Step into an Explorers class and you might find the teacher down on the floor, pretending to be a dog or arms outstretched like a rocket ship. Our job is to react to their ridiculous, over-the-top facial expressions and the hilarious and nonsensical things that come out of their young mouths.
The key to engaging with the delightful imaginations of this age group is to play along with them. We consider our influence in the space as the adult in the room – if we’re making animal sounds, that means everyone can make animal sounds! This kind of interaction captures the hearts of Explorers and they embrace and welcome our silliness as they will see us do the same for them.
So how do we engage young students?
At the delightful Explorer age, these young minds are absorbing so much in a day. Everything is a discovery, their imagination is limitless and it can be exhausting! Speak Up teachers embrace the perspective of these little ones while being mindful of the turnover their young minds have.
Hence, there is one factor within a lesson that is truly make or break for this age group – pace.
Managing the pace of the lesson
Pace is crucial in this age group. Fast-paced, quick and fun transitions are key. We must keep them on their toes. Our pace is not working if there are kids wandering about, chatting over the top of us, or getting restless. This is a sign the pace is too slow. If our kids are confused or not in the right spot, this may be a sign that our pace is too fast.

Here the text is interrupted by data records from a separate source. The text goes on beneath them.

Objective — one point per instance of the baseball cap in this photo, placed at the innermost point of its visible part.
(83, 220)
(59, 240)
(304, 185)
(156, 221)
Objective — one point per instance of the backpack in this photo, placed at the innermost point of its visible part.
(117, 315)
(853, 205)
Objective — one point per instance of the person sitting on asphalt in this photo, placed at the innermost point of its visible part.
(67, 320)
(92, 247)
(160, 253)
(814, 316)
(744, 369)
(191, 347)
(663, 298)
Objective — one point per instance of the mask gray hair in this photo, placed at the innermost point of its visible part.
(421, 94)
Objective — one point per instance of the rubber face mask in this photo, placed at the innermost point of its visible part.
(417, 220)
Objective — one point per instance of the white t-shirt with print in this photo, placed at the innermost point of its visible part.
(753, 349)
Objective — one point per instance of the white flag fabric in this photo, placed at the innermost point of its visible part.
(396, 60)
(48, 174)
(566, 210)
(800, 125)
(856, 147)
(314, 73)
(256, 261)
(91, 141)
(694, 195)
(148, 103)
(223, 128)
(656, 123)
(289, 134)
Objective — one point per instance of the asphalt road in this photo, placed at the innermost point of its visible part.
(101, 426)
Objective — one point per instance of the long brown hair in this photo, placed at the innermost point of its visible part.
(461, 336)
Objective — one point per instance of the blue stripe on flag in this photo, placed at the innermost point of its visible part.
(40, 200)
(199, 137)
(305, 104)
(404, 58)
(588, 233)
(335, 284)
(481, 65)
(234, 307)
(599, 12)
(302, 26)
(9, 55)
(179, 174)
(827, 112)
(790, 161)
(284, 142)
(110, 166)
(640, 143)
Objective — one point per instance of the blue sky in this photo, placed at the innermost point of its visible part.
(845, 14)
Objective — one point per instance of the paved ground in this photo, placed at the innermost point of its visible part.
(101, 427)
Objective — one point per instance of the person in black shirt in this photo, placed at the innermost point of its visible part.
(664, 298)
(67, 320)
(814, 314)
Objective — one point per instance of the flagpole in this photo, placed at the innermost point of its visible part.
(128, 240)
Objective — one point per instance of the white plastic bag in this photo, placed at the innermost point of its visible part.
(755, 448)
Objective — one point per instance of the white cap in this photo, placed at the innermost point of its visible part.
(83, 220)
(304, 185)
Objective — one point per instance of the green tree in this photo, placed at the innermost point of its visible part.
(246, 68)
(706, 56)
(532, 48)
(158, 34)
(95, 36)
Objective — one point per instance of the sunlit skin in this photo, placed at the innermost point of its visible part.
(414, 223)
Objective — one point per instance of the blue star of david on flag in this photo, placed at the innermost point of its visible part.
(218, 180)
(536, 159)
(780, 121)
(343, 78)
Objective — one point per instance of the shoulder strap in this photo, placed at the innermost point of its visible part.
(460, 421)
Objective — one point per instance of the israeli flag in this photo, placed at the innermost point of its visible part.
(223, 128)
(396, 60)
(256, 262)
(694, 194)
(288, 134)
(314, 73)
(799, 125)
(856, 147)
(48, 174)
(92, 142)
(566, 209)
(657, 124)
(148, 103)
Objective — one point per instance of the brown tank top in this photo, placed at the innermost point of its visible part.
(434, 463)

To be able to adjust to the right pace, we must find that sweet spot of moving on from one activity to another after the interest has peaked but right before it drops! We can do that by making transitions into a game.
We use imaginative transitions so we don’t lose the children’s attention between activities. We avoid announcing that we are moving on to another activity and simply capture attention for a seamless transition.
👀 We might gasp “Come here quick!” and let them come forward and wonder what’s happening.
🎫 “Here, I have for you your ticket to the underwater museum! Who would like one? Please do not lose or eat your ticket…take it and freeze in an underwater pose, go!”
🌊 “I can see the water coming in!” And we have them take a big deep breath with us as we transition into the next drama activity.
👗 “I must tell you guys something…we have been invited to the Queen’s Palace! Please put on your fanciest costume, you have 5 seconds” And we pretend to put on some fancy clothing together. “Show me a fancy pose! Not fancy enough…more fancy! You can attend, you can attend, we’re here! The Queen is coming, stand up nice and straight in a line” as we head primly into the next drama game.
So you see, there are lots of tricks of the trade in being an early years educator and maintaining good engagement with imaginative little minds for the duration of a lesson.
Maintain an imaginative spark
- We have a sense of excitement – to teach, to share with our class and to watch them share with us! Maintaining a good energy inspires them.
- Pique their curiosity – We aim to make every moment a discovery and a big reveal. Our students will always have a feeling of “what’s next!”
- Always be present with kids – as experienced teachers we know that we disconnect from our students when we retreat to our lesson plan or get distracted with lesson admin like sorting out stickers. A good teacher can make even these tasks imaginative and fun.
Find magic in every moment
A pencil? Wrong. That is in fact a key that unlocks a portal that leads us to a candy land! Just a book? Incorrect. It’s a guide to hunting down the troll that stole all the white board markers. A water bottle? Absolutely not. Don’t you know this is a potion that will turn all of our hair green? There are infinite possibilities as to what can come from a seemingly simple task or object. Imagination equals joy, which in turn allows our little ones to soak up the experience and learn effectively.
There are a few questions you can ask yourself at home to prioritise fun:
- How can I transform this moment?
- Can I turn this into play?
- How can I make them laugh?
- What can I reveal?
- How can I pique their curiosity?
See what you can do at home to find something special at every turn. Play with them, build on their ideas and find the magic in every moment.